As we have already discussed the importance of assembly language for hackers, security researcher in the previous tutorial Getting started with Assembly-Assembly Language for Hacker And Security Researcher ! . Consider a case, when you needs the shell bind tcp shellcode that spawns a shell on connect. When you Google on shell bind tcp shellcode, you may get desired shellcode but the shellcode may be detected by antivirus, IDS, firewall. In this case, you needs to write your own shellcode that fulfill your requirement and not detected by anti-virus. To write shellcode, assembly language is must.

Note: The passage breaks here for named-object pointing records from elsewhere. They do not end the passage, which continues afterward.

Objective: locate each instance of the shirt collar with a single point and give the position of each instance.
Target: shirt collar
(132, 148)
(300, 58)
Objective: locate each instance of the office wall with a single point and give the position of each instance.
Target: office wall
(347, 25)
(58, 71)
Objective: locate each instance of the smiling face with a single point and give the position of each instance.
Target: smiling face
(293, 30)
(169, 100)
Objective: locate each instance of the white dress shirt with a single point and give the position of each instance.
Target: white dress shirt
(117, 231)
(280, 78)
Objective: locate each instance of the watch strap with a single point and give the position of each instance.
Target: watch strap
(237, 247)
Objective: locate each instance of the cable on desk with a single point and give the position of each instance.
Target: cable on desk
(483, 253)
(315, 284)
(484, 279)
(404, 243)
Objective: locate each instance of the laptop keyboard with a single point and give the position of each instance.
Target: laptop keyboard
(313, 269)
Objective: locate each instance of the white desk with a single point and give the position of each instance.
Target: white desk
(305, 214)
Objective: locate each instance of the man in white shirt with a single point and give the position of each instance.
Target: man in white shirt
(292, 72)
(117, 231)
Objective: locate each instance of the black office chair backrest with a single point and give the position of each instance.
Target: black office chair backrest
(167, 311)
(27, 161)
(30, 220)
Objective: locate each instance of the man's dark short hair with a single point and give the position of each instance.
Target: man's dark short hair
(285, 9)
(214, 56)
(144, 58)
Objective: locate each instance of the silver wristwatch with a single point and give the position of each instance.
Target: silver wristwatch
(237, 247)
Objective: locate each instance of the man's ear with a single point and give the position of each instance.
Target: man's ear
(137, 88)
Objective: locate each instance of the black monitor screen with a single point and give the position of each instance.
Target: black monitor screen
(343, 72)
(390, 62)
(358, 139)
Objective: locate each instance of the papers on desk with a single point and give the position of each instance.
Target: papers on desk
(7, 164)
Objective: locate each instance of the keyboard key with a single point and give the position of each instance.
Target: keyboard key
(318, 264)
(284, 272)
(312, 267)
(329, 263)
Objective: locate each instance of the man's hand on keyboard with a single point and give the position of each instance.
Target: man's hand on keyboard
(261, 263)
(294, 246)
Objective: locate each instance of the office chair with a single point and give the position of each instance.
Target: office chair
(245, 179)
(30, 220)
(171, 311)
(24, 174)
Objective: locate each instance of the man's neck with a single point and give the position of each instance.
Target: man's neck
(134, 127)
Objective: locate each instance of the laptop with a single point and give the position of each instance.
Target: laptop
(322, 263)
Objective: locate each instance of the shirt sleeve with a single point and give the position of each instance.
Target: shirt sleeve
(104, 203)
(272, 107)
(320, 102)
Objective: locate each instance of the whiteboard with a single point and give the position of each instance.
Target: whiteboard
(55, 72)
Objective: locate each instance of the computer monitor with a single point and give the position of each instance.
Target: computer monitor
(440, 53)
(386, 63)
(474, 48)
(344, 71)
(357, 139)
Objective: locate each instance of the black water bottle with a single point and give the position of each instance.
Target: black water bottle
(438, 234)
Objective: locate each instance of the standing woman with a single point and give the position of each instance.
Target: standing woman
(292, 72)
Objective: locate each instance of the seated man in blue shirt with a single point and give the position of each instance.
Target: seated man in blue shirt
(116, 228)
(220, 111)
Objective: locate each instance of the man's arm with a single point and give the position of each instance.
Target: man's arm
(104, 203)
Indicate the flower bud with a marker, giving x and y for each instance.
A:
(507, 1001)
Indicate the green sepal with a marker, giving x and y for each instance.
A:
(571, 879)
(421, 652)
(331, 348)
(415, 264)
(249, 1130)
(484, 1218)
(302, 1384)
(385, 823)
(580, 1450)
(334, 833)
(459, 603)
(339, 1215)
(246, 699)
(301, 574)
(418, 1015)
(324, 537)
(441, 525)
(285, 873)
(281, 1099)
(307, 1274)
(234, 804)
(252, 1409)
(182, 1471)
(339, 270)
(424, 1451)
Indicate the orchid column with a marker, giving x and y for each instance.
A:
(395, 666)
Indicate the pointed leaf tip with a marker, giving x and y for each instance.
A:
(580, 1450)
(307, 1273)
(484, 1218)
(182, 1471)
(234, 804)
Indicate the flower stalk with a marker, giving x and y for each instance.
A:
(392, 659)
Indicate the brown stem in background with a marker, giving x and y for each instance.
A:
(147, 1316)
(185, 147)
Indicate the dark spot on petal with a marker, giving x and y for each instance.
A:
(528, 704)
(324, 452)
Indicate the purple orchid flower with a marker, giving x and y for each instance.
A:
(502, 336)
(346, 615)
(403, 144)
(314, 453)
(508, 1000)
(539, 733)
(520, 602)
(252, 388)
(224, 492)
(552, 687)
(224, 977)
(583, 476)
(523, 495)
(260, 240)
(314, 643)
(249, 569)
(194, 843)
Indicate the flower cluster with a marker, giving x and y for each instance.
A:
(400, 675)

Before we start writing assembly programs, let's have a look at the Structure of an Assembly Language Program. The basic structure of an assembly programs is :
.section .data
} All initialized data goes here
.section .bss
} All uninitialized data goes here
.section .text
.globl _start
_start:
Program Instructions
# End of Program
Now let's understand Outline of an Assembly Language Program :
Anything after the symbol “#” is a comment.Comments are not translated by the assembler. They are used only for the programmer to talk to anyone who looks at the code in the future.
.section .data : Under this section you initialize your data. The initialized data will consume memory and would contribute in the size of executable file. The .section command breaks your program up into sections. This command starts the data section, where you list any memory storage you will need for data. Our program doesn’t use any, so we don’t need the section. It’s just here for completeness. The space is reserved during compile time only. Some examples of declaration could be:
.ascii A non-NULL terminated string
.byte 1 byte value
.int 32 bit integer
.float Single precision floating point number
db '/bin/bash' The DB, or define byte directive, allows us to set aside space in memory for a string.
.section .bss : All uninitialized data is stored here. Anything declared in this segment is created at run time. Hence, whatever you declare here is not going to occupy any space inside the executable. Only when the program is loaded into memory, the space actually will be created.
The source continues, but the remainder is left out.